Tolkien soigna particulièrement la partie contemporaine de cette nouvelle méthode de transmission. En effet, toute l’histoire se présente sous forme d’un compte-rendu de réunions du Notion Club, rédigé par un autre membre, Nicholas Guildford. L’Avant-propos des « Archives du Notion Club » explique comment Howard Green, l’éditeur fictionnel mis en scène par Tolkien, découvrit par hasard une liasse de papiers contenant les entrées supposément publiées. Ce dernier s’étend à loisir sur l’incomplétude du manuscrit et l’impossibilité d’en identifier les auteurs, doutant même qu’un club similaire ait jamais existé à Oxford. Des notes érudites créent des incertitudes supplémentaires, donnant des indices contradictoires sur la date de rédaction, qui remonterait aux années 1940, alors même que des événements des années 1975 et 1987, présentés comme authentiques, font partie intégrante des comptes-rendus. Howard Green finit lui-même par conclure que l’œuvre qu’il publie est une fiction20). En parallèle, Tolkien élabora des documents complémentaires aux comptes-rendus proprement dits, et notamment une grammaire de l’adûnaïque qu’aurait reconstruite Lowdham. Il esquissa même le niveau antérieur des traces matérielles de l’histoire de Númenor, sous forme d’une page de manuscrit en anglo-saxon supposée avoir été écrite en tengwar par le père de Lowdham, où est résumé l’engloutissement de Númenor.

Malheureusement, Tolkien abandonna définitivement ce projet de roman en retournant à l’écriture du Seigneur des Anneaux. L’histoire s’interrompt après que les deux amis, de retour à Oxford, racontent au Notion Club comment leurs rêves allèrent s’intensifiant dans la dernière partie de leur périple dans les îles britanniques. Arrivés à Porlock, ils eurent en commun une expérience de rêve éveillé particulièrement vivide, mettant en scène leurs ancêtres, Ælfwine et Tréowine, à la cour du roi Édouard l’Ancien. Après une attaque infructueuse des Danois, les deux frères d’armes décident de partir vers l’Ouest au moyen d’un bateau capturé. À partir de ce point, seuls survivent des fragments de notes suggérant la direction dans laquelle Tolkien voulait diriger l’histoire. Il semble que les deux amis devaient arriver en vue de Tol Eressëa et qu’Ælfwine ait une vision du Livre des Histoires, apparemment écrit par son ancêtre Elendil. À l’intérieur du rêve de Lowdham et Jeremy, Ælfwine était supposé avoir d’autres visions remontant aux guerres de Beleriand et à Númenor, mais Tolkien n’élabora jamais ces idées plus avant21).
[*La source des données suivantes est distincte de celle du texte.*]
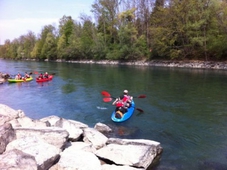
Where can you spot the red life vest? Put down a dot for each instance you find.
(120, 104)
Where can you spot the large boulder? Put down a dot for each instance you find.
(7, 114)
(95, 137)
(17, 160)
(52, 135)
(77, 159)
(73, 127)
(7, 134)
(136, 153)
(44, 153)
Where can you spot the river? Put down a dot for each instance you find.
(184, 109)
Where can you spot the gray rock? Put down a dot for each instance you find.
(137, 153)
(7, 134)
(52, 135)
(44, 153)
(77, 159)
(17, 160)
(95, 137)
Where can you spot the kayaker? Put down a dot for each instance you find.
(18, 76)
(127, 98)
(121, 107)
(27, 75)
(46, 75)
(40, 76)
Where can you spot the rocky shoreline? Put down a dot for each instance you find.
(160, 63)
(56, 143)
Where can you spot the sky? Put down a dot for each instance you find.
(18, 17)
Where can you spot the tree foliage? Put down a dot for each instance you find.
(131, 30)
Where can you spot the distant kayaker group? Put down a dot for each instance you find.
(122, 104)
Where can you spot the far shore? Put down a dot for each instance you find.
(219, 65)
(198, 64)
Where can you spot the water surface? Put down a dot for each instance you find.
(185, 109)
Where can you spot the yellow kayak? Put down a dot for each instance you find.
(20, 80)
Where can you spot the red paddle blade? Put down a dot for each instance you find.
(105, 93)
(107, 99)
(140, 110)
(142, 96)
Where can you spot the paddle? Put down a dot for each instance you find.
(106, 94)
(108, 98)
(36, 72)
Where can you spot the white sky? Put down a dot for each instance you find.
(17, 17)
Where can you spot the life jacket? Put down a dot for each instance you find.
(118, 114)
(120, 104)
(125, 99)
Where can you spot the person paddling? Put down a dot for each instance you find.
(46, 75)
(127, 98)
(27, 75)
(121, 107)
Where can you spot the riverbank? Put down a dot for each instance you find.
(55, 143)
(160, 63)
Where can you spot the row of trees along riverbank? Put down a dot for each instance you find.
(131, 30)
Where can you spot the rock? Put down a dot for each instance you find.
(93, 136)
(137, 153)
(44, 153)
(17, 160)
(27, 122)
(7, 134)
(7, 114)
(52, 135)
(77, 159)
(60, 144)
(102, 128)
(81, 146)
(114, 167)
(74, 128)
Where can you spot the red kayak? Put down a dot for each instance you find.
(44, 79)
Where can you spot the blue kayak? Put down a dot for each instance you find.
(125, 116)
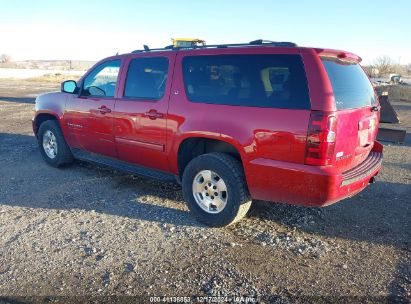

Bien que le récit ait été beaucoup plus élaboré que le précédent, cette nouvelle tentative d’insérer l’histoire du navigateur médiéval dans un cadre contemporain par l’intermédiaire des rêves n’aboutit pas non plus, peut-être en raison d’une trop grande complexité. Toutefois, un élément clef se détache des dernières notes : l’hypothèse que le Livre des Histoires n’ait pas été écrit par Ælfwine mais par son ancêtre Elendil, nouveau maillon entre le navigateur anglo-saxon et Eärendil. Cette conception devait se cristalliser avec le Seigneur des Anneaux.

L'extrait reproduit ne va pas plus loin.